AI-Hassan was quiet, embarrassed. “He has contacted no one since we assigned him to kill Smith.”
Tremont's voice cracked like a whip. “You still don't know where Griffin is? Incredible! How could you lose one of your own people!”
Al-Hassan kept his voice low, respectful. Victor Tremont was one of the few heathens in this godless country he respected, and Tremont was right. He should have kept a closer eye on the ex-FBI man. “We are working to find Griffin. It is a point of pride with me that we find him quickly.”
Tremont was silent, calming himself. At last he said, “Xavier tells me Martin Zellerbach was also looking for Griffin's most recent address, obviously for Smith. As you suggested, there is a connection somewhere. Now we have evidence of it.”
“It is interesting that Bill Griffin has made no attempt to contact or approach Jon Smith. On the other hand, Smith visited Griffin's ex-wife yesterday in Georgetown.”

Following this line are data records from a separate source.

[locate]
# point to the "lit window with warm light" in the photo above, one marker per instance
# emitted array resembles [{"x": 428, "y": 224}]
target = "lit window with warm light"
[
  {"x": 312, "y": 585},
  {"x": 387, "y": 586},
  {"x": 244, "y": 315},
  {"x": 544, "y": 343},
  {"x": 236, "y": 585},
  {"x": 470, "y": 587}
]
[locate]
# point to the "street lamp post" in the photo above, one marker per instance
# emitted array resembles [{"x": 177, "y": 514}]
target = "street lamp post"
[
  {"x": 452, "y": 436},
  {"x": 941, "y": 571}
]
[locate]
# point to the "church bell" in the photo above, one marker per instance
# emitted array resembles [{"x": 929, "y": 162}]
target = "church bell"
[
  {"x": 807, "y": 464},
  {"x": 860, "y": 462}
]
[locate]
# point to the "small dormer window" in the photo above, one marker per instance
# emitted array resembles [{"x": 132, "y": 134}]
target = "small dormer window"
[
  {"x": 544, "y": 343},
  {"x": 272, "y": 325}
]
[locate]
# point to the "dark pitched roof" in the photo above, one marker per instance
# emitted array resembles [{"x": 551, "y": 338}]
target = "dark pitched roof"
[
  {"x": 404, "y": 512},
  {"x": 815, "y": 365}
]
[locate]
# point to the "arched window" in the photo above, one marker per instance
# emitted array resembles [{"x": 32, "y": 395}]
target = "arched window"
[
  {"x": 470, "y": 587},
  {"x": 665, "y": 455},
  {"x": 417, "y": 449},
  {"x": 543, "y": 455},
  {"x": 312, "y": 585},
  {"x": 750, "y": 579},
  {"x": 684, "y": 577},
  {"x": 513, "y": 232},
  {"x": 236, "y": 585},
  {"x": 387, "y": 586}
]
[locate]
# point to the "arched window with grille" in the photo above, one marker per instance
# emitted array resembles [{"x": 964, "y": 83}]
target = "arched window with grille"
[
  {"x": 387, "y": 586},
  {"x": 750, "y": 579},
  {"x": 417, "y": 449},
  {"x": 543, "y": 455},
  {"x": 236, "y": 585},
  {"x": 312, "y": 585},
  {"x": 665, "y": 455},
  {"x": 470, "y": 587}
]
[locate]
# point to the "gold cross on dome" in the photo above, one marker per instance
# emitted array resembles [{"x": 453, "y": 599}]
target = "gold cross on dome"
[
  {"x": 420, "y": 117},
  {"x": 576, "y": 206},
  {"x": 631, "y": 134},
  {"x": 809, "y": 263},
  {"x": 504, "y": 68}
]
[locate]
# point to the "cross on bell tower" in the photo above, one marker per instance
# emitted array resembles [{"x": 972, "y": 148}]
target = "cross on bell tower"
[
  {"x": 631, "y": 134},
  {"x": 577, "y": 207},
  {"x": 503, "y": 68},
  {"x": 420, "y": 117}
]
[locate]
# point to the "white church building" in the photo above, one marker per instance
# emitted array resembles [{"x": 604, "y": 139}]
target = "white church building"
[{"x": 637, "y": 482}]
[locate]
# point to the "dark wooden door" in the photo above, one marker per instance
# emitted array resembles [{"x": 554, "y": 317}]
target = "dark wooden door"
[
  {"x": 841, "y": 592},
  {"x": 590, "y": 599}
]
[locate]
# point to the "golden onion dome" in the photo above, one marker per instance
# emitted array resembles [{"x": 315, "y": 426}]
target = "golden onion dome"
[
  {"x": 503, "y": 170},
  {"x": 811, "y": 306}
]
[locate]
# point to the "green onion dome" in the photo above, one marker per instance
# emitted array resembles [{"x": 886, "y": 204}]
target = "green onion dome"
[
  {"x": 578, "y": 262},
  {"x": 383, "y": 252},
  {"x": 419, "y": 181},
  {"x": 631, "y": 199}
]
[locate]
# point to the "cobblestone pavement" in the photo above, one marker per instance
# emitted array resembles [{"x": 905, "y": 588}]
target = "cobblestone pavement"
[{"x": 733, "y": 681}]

Tremont considered. “Perhaps Griffin is playing both sides. Bill Griffin could turn out to be our most dangerous enemy, or our most useful weapon. Find him!”
__________
7:00 A.M.
San Francisco Mission District
Marty and Smith were awake and checked out by 7:00 A.M. By 8:00 they had driven across San Francisco's glistening bay and were heading east on I-580. After Lathrop, they crossed to 99 and 120 and headed south through fertile inland farmlands to Merced, where they stopped to eat a late breakfast. Then they turned east again, straight toward Yosemite on 140. The day was cool but sunny, Marty was still calm, and as they reached the higher elevations the sky seemed to grow a translucent blue.